= Royal Earl House =

American inventor (1814–1895)

Royal Earl House (9 September 1814 – 25 February 1895) was the inventor of the first printing telegraph, which is kept in the Smithsonian Institution. His nephew Henry Alonzo House was also an early American inventor.

Royal Earl House spent his childhood in Vermont experimenting, designing, and building, a habit which would earn him distinction as an adult. He once caught a toad, skinned it, placed a set of springs in the skin and made it hop. Around 1840, he went to Buffalo, New York to live with relatives and attend law school in that town. However, he read a work on electricity which so inspired him that he decided to give up law and study the science of electricity instead. He was also interested in mechanics, chemistry and magnetism.

By 1846, the Morse telegraph service was operational between Washington, DC, and New York. Royal Earl House patented his printing telegraph that same year. He linked two 28-key piano-style keyboards by wire.

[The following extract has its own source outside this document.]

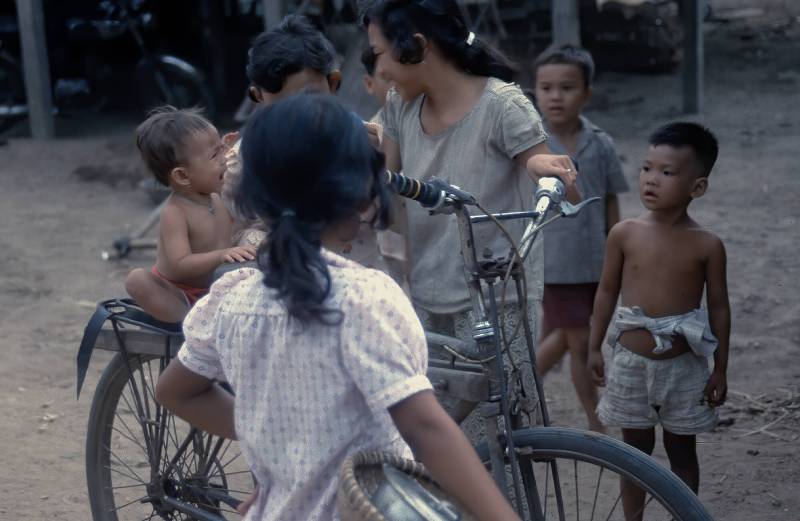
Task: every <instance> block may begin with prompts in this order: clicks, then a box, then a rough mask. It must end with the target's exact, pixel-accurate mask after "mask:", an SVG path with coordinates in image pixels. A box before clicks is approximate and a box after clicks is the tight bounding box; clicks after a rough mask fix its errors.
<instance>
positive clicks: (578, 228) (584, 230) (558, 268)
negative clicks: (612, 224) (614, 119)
mask: <svg viewBox="0 0 800 521" xmlns="http://www.w3.org/2000/svg"><path fill="white" fill-rule="evenodd" d="M581 124H582V129H581V131H580V135H579V136H578V142H577V153H576V154H575V159H576V160H577V162H578V178H577V179H578V181H577V183H578V190H580V192H581V195H582V196H583V198H584V199H588V198H589V197H595V196H599V197H600V198H601V200H600V202H597V203H592V204H590V205H588V206H586V207H584V208H583V209H582V210H581V212H580V213H579V214H578V215H577V217H573V218H570V219H559V220H557V221H555V222H553V223H552V224H550V225H548V226H547V228H545V229H544V230H543V231H542V233H543V234H544V252H545V253H544V281H545V283H546V284H582V283H586V282H597V281H599V280H600V273H601V272H602V271H603V256H604V253H605V243H606V195H608V194H616V193H620V192H626V191H627V190H628V182H627V181H626V180H625V176H624V174H623V173H622V165H621V164H620V161H619V157H618V156H617V152H616V150H614V142H613V140H612V139H611V136H609V135H608V134H606V133H605V132H604V131H603V130H602V129H600V128H599V127H597V126H595V125H594V124H592V122H591V121H589V120H588V119H587V118H585V117H583V116H581ZM547 145H548V146H549V147H550V150H551V151H552V152H553V153H554V154H566V153H567V151H566V150H565V149H564V147H563V146H562V145H561V143H559V142H558V140H557V139H556V138H555V137H554V136H552V135H551V136H549V137H548V139H547Z"/></svg>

Each piano key represented a letter of the alphabet and when pressed caused the corresponding letter to print at the receiving end. A "shift" key gave each main key two optional values. A 56-character typewheel at the sending end was synchronised to coincide with a similar wheel at the receiving end. If the key corresponding to a particular character was pressed at the home station, it actuated the typewheel at the distant station just as the same character moved into the printing position, in a way similar to the daisy wheel printer. It was thus an example of a synchronous data transmission system. House's equipment could transmit around 40 instantly readable words per minute, but was difficult to manufacture in bulk. The printer could copy and print out up to 2,000 words per hour. This invention was first put in operation and exhibited at the Mechanics Institute in New York in 1844.

In 1886 and 1887, when the Royal E. House telegraph company was producing the printing telegraph, the Morse Telegraph company tried to enjoin (legally prevent) them from infringing on the Morse patents. Morse claimed the sole right of transmitting intelligence by electricity, utilizing the Morse code. The courts decided the House Company did not infringe the Morse patent, as the messages using the House system were all printed on a slip of paper, without the use of Morse Code.

Later the House Co. and the Morse Co. joined and formed the Great Western Telegraph Company.